De bonus waar [verzoeker] aanspraak op maakt, wordt per jaar vastgesteld op basis van een vooraf overeengekomen Bonus agreement en gerealiseerde targets.
2.5.
Op 1 september 2015 meldt [verzoeker] zich ziek als gevolg van een burn out. Drs. L.J. [bedrijfsarts] (bedrijfsarts) verklaart in de Probleemanalyse WIA d.d. 18 oktober 2015 over [verzoeker] het volgende.
Op dit moment zijn er geen arbeidsmogelijkheden. (…)
De prognose is goed, er is geen medische reden om aan te nemen dat betrokkene niet meer in de eigen functie terug kan keren.
2.6.
In het Plan van Aanpak WIA d.d. 29 oktober 2015 kruist [bedrijfsarts] als einddoel ‘Werkhervatting in de eigen functie’ aan en verklaart over de te nemen stappen als volgt:
Zodra er enig herstel is voor een beperkt aantal uur hervatten in een beperkte taak en naar bevinden uitbreiden.
2.7.
In de brief van de door Sanovo ingeschakelde psycholoog drs. [psycholoog] (HSK) d.d. 6 november 2016 staat over de vervolg stappen van [verzoeker] , onder meer, het volgende vermeldt.
Om een succesvolle re-integratie te bevorderen adviseren wij in overleg met betrokkene en de bedrijfsarts en/of de verzuimadviseur een werkhervattingplan op te stellen met een geleidelijke uitbreiding van het aantal uren, taken en verantwoordelijkheden en daarbij regelmatig de voortgang met betrokkene te blijven evalueren en betrokkene voorlopig wat te ontzien (geen tijdsdruk).
2.8.
Op 25 november 2015 vindt op verzoek van [CEO van verweersters] een gesprek plaats tussen hem en [verzoeker] . [CEO van verweersters] geeft in dit gesprek aan dat [verzoeker] niet meer kan terugkeren in zijn eigen functie, omdat zijn burn out dit onmogelijk maakt. In vervolg op dit gesprek doet Sanovo [verzoeker] op 27 november 2015 een beëindigingsvoorstel. [verzoeker] wijst dit beëindigingsvoorstel af.
2.9.
[CEO van verweersters] vult op 22 januari 2016 het formulier (Eerstejaars)evaluatie van het UWV in. Op de vraag of de afgesproken re-integratieactiviteiten volgens plan zijn uitgevoerd antwoordt [CEO van verweersters] bevestigend en voegt daaraan het volgende toe.
In passende werkzaamheden hervatten, gaandeweg langer en zwaarder maken naar bevinden is nog niet gelukt ivm medische beperking.
Op de vervolgvraag of er reden is om het einddoel van de re-integratie bij te stellen antwoordt [CEO van verweersters] eveneens bevestigend en licht het als volgt toe.
Gehele werkhervatting bij een andere werkgever, vanwege oordeel werkgever (Group CEO in Denemarken) dat werknemer na herstel niet meer in eigen functie kan terugkeren.
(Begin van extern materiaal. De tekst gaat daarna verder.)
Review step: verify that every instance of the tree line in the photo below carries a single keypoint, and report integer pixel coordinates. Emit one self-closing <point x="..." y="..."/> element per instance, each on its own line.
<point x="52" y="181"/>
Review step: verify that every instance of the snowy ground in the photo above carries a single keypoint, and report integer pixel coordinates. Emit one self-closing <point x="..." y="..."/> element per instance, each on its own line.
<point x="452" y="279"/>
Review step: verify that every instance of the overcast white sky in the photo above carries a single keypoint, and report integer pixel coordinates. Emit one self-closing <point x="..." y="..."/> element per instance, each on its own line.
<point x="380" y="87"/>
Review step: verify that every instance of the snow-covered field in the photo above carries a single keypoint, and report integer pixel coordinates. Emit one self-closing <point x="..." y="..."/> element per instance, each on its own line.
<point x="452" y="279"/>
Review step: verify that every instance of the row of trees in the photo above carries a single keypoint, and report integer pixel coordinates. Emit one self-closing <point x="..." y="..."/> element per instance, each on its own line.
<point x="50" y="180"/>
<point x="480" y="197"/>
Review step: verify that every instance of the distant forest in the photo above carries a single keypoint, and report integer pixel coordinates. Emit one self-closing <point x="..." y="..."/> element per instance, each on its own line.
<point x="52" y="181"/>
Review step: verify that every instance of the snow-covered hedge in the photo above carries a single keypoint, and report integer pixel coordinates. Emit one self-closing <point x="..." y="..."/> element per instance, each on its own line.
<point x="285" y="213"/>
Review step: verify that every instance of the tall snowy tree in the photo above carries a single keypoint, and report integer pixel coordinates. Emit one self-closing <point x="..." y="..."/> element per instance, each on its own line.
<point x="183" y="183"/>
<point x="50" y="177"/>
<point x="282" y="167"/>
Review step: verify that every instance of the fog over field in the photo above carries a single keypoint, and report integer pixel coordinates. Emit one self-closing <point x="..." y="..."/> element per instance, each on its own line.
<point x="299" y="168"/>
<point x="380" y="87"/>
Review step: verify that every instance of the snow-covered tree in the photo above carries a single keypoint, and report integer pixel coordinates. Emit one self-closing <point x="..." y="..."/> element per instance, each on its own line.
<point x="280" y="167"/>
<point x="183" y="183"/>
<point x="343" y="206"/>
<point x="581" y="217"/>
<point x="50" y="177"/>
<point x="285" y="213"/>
Ziekteperiode duurt te lang en teveel kans op terugval.
2.10.
In de salarisronde van januari 2016 wordt een loonreductie ingevoerd. Sanovo heeft het salaris van [verzoeker] , dat tot dan toe volledig (100%) werd doorbetaald tijdens ziekte, eenzijdig en zonder overleg teruggebracht tot 70% van het maximum dagloon. [verzoeker] is een kort geding gestart, waarna dit geschil tussen partijen alsnog onderling is opgelost in die zin dat Sanovo [verzoeker] geheel tegemoet is gekomen.
2.11.
[bedrijfsarts] bericht Sanovo in zijn brief van 25 februari 2016 over [verzoeker] als volgt.
Sinds 1 september verzuimt hij t.g.v. ziekte. De situatie verandert. Geleidelijk aan is er een arbeidsconflict ontstaan.
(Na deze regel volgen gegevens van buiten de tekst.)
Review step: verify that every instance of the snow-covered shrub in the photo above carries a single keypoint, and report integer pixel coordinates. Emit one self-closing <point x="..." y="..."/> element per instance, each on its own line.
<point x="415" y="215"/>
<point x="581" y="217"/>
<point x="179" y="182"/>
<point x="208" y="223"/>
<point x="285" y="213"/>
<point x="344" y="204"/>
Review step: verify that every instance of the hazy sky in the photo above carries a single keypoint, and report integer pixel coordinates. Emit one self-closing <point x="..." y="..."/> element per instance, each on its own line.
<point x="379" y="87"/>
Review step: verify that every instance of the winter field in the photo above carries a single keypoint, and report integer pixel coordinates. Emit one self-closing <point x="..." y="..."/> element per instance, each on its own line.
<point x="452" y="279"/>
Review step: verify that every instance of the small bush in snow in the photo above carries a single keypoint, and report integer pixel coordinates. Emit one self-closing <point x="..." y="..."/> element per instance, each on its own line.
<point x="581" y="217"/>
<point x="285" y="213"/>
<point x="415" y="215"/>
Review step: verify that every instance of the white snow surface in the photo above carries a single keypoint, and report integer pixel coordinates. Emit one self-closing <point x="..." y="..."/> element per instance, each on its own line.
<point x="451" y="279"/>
Per 24 maart as. is er naar mijn oordeel geen sprake meer van arbeidsongeschiktheid door ziekte, maar sprake van klachten logisch voortvloeiend en passend bij een arbeidsconflict. Dit conflict onderhoudt de klachten waardoor de re-integratie in passende werkzaamheden, ondanks goede inzet van de heer [verzoeker] , niet mogelijk blijkt.
Naast bovenstaand medisch oordeel geef ik werkgever en werknemer het advies om op korte termijn met elkaar in gesprek te gaan om een oplossing voor het probleem te zoeken.
2.12.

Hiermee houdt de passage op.